4. Gemäß §2 VoGrG sind die Volksgruppen, für die ein Volksgruppenbeirat eingerichtet wird, sowie die Zahl der ihm angehörenden Mitglieder durch Verordnung der Bundesregierung im Einvernehmen mit dem Hauptausschuss des Nationalrates nach Anhörung der in Betracht kommenden Landesregierung festzulegen. Eine "Anerkennung" von Volksgruppen sieht das VoGrG nicht vor, sondern nur, dass für zu bestimmende Volksgruppen mittels Verordnung der Bundesregierung ein Volksgruppenbeirat eingerichtet wird.
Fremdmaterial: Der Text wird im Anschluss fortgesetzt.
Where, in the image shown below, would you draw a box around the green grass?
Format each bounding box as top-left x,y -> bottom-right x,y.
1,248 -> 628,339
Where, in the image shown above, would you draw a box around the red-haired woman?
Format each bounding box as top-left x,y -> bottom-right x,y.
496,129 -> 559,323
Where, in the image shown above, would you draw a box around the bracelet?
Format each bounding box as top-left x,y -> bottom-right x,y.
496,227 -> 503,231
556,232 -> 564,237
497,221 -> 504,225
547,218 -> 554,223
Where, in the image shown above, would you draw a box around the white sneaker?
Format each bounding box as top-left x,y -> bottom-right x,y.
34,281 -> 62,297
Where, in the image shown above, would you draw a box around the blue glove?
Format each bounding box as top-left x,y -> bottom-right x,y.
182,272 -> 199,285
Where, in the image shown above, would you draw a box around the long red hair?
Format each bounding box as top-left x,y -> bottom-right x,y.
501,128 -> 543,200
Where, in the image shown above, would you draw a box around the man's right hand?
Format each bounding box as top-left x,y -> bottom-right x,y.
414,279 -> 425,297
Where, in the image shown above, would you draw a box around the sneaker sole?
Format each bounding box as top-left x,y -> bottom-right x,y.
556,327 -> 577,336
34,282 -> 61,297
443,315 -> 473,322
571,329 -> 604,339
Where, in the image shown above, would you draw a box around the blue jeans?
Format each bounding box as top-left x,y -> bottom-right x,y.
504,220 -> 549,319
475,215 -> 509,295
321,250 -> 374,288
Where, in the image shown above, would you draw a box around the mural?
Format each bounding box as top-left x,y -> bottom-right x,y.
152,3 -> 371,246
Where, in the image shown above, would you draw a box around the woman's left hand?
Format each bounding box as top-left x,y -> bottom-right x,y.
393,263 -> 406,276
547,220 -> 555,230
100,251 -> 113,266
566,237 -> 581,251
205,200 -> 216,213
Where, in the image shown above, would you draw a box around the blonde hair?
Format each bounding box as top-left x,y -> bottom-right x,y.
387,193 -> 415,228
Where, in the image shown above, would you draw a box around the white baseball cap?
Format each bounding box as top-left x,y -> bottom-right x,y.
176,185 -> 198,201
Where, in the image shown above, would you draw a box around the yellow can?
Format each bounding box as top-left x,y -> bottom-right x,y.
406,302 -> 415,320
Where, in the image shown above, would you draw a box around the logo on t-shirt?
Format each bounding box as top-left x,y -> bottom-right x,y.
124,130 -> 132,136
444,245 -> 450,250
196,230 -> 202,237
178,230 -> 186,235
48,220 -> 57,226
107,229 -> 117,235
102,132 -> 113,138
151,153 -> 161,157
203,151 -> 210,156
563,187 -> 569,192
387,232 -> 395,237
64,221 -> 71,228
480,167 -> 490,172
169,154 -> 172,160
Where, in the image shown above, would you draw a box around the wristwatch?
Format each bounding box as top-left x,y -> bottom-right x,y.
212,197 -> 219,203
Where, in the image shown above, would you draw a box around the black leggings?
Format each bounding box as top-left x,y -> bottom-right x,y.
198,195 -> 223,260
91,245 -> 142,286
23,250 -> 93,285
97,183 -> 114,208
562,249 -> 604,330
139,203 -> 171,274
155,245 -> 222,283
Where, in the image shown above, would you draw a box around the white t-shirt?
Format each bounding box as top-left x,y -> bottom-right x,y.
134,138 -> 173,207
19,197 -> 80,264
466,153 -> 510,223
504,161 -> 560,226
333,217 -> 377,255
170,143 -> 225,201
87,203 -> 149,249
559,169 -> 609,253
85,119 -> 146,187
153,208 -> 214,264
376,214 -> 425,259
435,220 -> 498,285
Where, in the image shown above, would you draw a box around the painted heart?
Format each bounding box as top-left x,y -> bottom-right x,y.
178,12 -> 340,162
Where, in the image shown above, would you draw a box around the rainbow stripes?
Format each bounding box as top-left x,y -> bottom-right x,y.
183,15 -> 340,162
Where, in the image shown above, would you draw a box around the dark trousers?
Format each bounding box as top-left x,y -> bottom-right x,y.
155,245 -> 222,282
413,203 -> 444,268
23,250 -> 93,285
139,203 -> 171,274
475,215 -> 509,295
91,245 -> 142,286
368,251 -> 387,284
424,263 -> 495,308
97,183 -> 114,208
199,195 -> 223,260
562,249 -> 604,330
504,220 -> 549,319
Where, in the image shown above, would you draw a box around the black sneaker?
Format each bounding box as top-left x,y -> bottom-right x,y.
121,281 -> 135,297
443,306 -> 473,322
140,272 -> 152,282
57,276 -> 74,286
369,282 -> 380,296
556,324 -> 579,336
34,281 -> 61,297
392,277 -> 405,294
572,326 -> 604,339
Dadurch wird allerdings eine implizite "Anerkennung" als Volksgruppe zum Ausdruck gebracht (vgl Kolonovits , Rechte der Minderheiten, in: Merten/Papier/Kucsko-Stadlmayer [Hrsg.], Handbuch der Grundrechte VII/1 2 , 2014, Rz 2; Kolonovits , Sprachenrecht in Österreich, 1999, 67). Durch die Volksgruppenbeiräteverordnung wurden für die kroatische Volksgruppe, die slowenische Volksgruppe, die ungarische Volksgruppe, die tschechische Volksgruppe, die slowakische Volksgruppe und die Volksgruppe der Roma Volksgruppenbeiräte eingerichtet.

5. Die Bedenken der Antragsteller richten sich der Sache nach gegen die Nichtanerkennung der bosnischen Volksgruppe in der Volksgruppenbeiräteverordnung.

6. Die Anfechtung einer Verordnungsermächtigung ist nach ständiger Rechtsprechung des Verfassungsgerichtshofes unzulässig, weil durch eine derartige Verordnungsermächtigung die Rechtsstellung eines Einzelnen nicht unmittelbar beeinträchtigt werden kann. Eine Verordnungsermächtigung wird erst über die Erlassung der Verordnung für die Einzelnen wirksam (vgl VfSlg 11.730/1988, 13.318/1992, 15.316/1998 sowie zuletzt zB VfGH 13.12.2019, G67/2019 ua; 22.9.2021, G187/2021 ua; 16.6.2023, G85/2021 ua jeweils mwN).

7. Dies gilt auch für die Verordnungsermächtigung gemäß §2 VoGrG, welche die von den Antragstellern behauptete Wirkung nur in Verbindung mit einer auf ihrer Grundlage erlassenen Verordnung entfaltet. Vor dem Hintergrund ihrer Bedenken hätten die Antragsteller daher jedenfalls die Volksgruppenbeiräteverordnung anzufechten gehabt.

8. Da die Antragsteller die Volksgruppenbeiräteverordnung nicht angefochten haben, erweist sich der Antrag schon aus diesem Grund als unzulässig. Im Hinblick darauf erübrigt sich die Prüfung in Bezug auf das Vorliegen der weiteren Zulässigkeitsvoraussetzungen.

V. Ergebnis

1. Der Antrag wird zurückgewiesen.

2. Dieser Beschluss konnte gemäß §19 Abs4 VfGG in nichtöffentlicher Sitzung gefasst werden.